高谷結紀の父は小田原を本拠地として神奈川県西部を掌握する榊原組の組長、榊原昭臣だ。榊原は一代で組を大きくしたキレ者で、関東一円を支配下に置く麒麟会の顔役でもある。結紀の母、高谷真央は務めていた六本木の高級クラブで榊原と出会い、子を為した。
真央は弱い女だった。極道の妻になる覚悟は無かった。榊原は真央の意思を尊重し、結紀を彼女に預け、潔く関係を断った。真央は結紀を七年間育てた。アパートに同居する彼女の母、久美子の支援あっての子育てだった。

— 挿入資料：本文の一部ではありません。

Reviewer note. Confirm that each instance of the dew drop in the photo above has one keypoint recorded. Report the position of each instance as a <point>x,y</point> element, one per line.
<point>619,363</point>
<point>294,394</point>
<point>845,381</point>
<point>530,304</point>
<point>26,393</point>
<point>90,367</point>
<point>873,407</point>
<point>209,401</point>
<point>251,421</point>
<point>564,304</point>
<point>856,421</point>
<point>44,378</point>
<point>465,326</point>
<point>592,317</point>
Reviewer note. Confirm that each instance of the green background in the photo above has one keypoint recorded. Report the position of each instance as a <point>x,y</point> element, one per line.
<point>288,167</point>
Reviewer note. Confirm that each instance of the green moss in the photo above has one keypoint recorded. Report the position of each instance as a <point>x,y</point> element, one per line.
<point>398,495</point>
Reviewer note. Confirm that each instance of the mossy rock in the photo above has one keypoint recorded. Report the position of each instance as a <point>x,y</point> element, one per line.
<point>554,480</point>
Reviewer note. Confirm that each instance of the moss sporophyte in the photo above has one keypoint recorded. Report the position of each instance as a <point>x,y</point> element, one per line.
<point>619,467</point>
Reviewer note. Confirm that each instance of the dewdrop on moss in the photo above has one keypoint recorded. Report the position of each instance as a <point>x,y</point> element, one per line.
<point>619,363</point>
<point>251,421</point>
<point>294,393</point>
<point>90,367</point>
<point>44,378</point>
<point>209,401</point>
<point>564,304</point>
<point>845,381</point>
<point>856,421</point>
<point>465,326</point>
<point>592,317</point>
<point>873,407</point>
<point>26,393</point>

母は愛情表現が下手だった。彼女の物憂げな表情を見ると結紀は何も言えなくなった。同級生が親に抱きついて甘える様子を見て羨ましく思ったが、同じように母に甘えることはできなかった。いつしか他人の顔色を覗うことが習慣になった。結紀は同じ年頃の子供よりも大人びて見られるようになった。
結紀が突然榊原の家に引き取られたのは、昭臣の長男である英臣が後継者となることを拒絶したことがきっかけだった。当時、英臣は高校三年生だった。突然現われた父と、継母と、異母兄弟の英臣。英臣は大きな屋敷の中で居場所がなくて戸惑う結紀をよく世話してくれた。結紀は英臣にだけは心を開くようになった。

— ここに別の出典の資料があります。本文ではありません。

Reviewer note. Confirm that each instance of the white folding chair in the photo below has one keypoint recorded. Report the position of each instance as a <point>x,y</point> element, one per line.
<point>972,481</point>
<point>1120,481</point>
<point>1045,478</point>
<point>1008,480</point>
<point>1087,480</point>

親の築いた地盤の上に胡座をかくことを良しとしない英臣は、大学進学を機に榊原の家からの離縁を切り出した。名字を榊と改め、実家からの一切の支援を受けることなく自分の力で生きる道を選んだ。
皮肉にも、英臣の背中を見て育った結紀も同じ決断をした。昭臣は血の繋がった後継者が欲しかったはずだが、苦渋の選択で結紀を離縁した。それも親の愛だと結紀は弁えている。
何のしがらみもないが、再び母方の姓である高谷を名乗ることにした。
学費も生活費も実家の援助は一切ないが、大学には優秀な成績で推薦入学できたため、学費の大幅免除と奨学金でやりくりできている。
気怠い身体を起こし、スマートフォンを手にする。珍しい相手からメッセージが入っていた。榊原組の若頭大塚だ。実家とは離縁したものの、昔から面倒を見てくれた大塚は時々気にかけて結紀に連絡を寄越してくれる。
――久美子さんが倒れて病院に運ばれた。
久美子は祖母の名前だ。七歳のときに離ればなれになって以来、母方の家族とはまったく連絡を取っていなかった。名前を見ても一瞬ピンとこなかったくらいだ。
祖母は別れた当時何歳だっただろうか、定かでは無いがあれから十四年経つ。老齢にさしかかっているだろう。なんらかの病気で倒れてもおかしくはない。
結紀はスマートフォンで大塚の番号をコールする。
「ああ、坊ちゃん」
大塚のドスの聞いた声だ。もう榊原家と離縁したというのに、大塚は律儀に坊ちゃんと呼ぶ。
「ばあちゃんが倒れたって」
「ええ、転倒して救急車で運ばれたと聞きました。まだ意識が戻らないとか」
「その話、どこから」
結紀には分かっている。それでも聞いておこうと思った。
「その、真央さんからです。病院の場所と病室の番号を聞いています」
母は結紀に祖母を見舞って欲しくて連絡してきたのだ。直接ではなく、大塚を通してというところに結紀は母に対する絡みつく糸のような複雑な感情を思い出す。
「わかった、連絡ありがとう」
通話を終了すると、大塚からすぐにメッセージが届いた。大学病院の位置情報と部屋番号だ。結紀は服を着替え、カバンを掴むと部屋を飛び出した。